Fuzzy search on set of names to find similar names by comparing each name with all others

Hello Knime Experts!

I am fairly new to KNIME and I have been working with this tool since past 2 months now.
I have a doubt on fuzzy matching (text processing).
I have set of 600 names as a column (first name, middle name- optional and last name).
I want to get all the set of similar strings from this column. I did find few workflows which does this but it does by comparing one name of one column with another name in different columns.
I am not sure of any discussion relating to getting set of similar words from one column.
The algorithm of fuzzy search to be used should preferably be an algorithm which gives percentage of similarity like cosine similarity.

I do not have any words to compare the name field with. I have a single column with full name of people and I need to get set of similar words from these itself, so each name should be compared to all other 599 words and the set of words which are similar are to be marked as similar and those words are then checked with percentage of similarity it holds.

Kindly help me resolve this or direct me to any document/discussion which helps in the same.

Thanks in advance!
Mahima

1 Like

You can try HansS solution here

3 Likes

hy @mahima_goyal can you provide some sample data set so that we can create an example for you?

thank you

Hey @natanaeldgsantos
Thanks for the quick reply!
Sure I am sending it some sample data here (with very less data set).
Attaching screenshot from excel along with excel file which describes what I need as output:


Book1.xlsx (9.5 KB).

I hope this clears what problem I am trying to resolve here.

Thanks in advance!
Mahima.

1 Like

@izaychik63 Thanks alot for this discussion link, I will go through this once to see if this resolves my problem :slight_smile:

hi @mahima_goyal

Attached I send an example workflow

This Workflow compares each register with the others, calculating the distance or similarity between them.

Always returns all similar ones above 50%

each of the algorithms is optimized to consider case sensitive when performing the calculations.

I use a flow variable to force the comparison of each record with all others in the column, assigning the number of records in the table to the “Neighbor Count” field of the Similiarity Search node.

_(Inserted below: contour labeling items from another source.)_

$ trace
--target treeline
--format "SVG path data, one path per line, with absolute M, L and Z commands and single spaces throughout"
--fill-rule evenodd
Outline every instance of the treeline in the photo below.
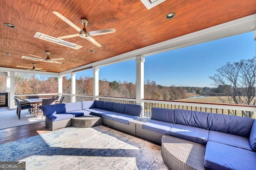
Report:
M 6 91 L 6 78 L 0 76 L 0 90 Z M 76 80 L 76 93 L 92 95 L 92 78 L 81 75 Z M 35 74 L 17 74 L 15 77 L 15 94 L 16 94 L 56 93 L 58 91 L 57 77 Z M 62 92 L 71 94 L 71 81 L 64 76 L 62 79 Z M 135 98 L 136 85 L 127 81 L 108 82 L 106 79 L 99 81 L 100 96 Z M 163 86 L 158 85 L 154 81 L 147 80 L 144 86 L 144 98 L 175 100 L 186 98 L 182 87 Z

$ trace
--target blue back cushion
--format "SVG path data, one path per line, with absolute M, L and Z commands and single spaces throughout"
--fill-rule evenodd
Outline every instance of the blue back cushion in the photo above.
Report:
M 95 105 L 96 108 L 102 109 L 102 106 L 103 105 L 103 101 L 101 100 L 95 100 L 95 101 L 94 101 L 94 104 Z
M 102 109 L 109 111 L 112 111 L 113 110 L 113 104 L 114 102 L 103 102 L 102 105 Z
M 256 151 L 256 119 L 254 119 L 252 124 L 249 139 L 251 147 L 254 151 Z
M 152 107 L 151 119 L 175 123 L 174 110 L 163 108 Z
M 136 104 L 126 104 L 124 113 L 136 116 L 141 116 L 142 107 Z
M 76 111 L 82 109 L 82 102 L 78 102 L 66 104 L 66 112 Z
M 125 106 L 125 104 L 114 103 L 113 104 L 113 110 L 112 111 L 115 112 L 123 113 L 124 111 L 124 106 Z
M 248 138 L 254 119 L 249 117 L 208 113 L 209 130 Z
M 176 123 L 207 129 L 206 112 L 175 109 L 174 117 Z
M 44 116 L 66 112 L 64 104 L 44 106 L 42 109 Z
M 82 109 L 84 110 L 90 108 L 94 108 L 95 107 L 94 101 L 82 101 Z

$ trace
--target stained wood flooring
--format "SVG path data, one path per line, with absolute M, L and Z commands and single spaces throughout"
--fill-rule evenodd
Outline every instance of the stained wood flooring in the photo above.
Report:
M 44 121 L 0 130 L 0 145 L 52 131 Z

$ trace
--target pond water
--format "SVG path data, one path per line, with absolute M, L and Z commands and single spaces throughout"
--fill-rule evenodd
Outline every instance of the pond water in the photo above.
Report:
M 211 96 L 191 96 L 189 98 L 205 98 L 206 97 L 211 97 Z

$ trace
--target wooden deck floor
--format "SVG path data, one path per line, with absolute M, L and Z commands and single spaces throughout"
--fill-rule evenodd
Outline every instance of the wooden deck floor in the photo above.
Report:
M 5 129 L 0 130 L 0 144 L 52 131 L 44 121 Z

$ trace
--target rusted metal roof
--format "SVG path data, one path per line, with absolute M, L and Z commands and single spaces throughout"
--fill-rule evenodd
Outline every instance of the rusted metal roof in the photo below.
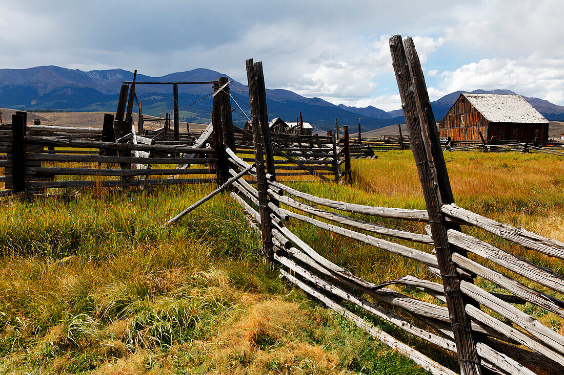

please check if the example is useful for your need.

thanks
new Fuzzy.knwf (79.7 KB)

2 Likes

@natanaeldgsantos , interesting solution. On other side dimensions extraction looks too complex. Please see alternative below

3 Likes

@natanaeldgsantos Thanks alot for the solution this helps too and also the solution given by @izaychik63 also is useful for the same and seems more simple to me :slight_smile:
Thanks alot to all you experts!!

This topic was automatically closed 7 days after the last reply. New replies are no longer allowed.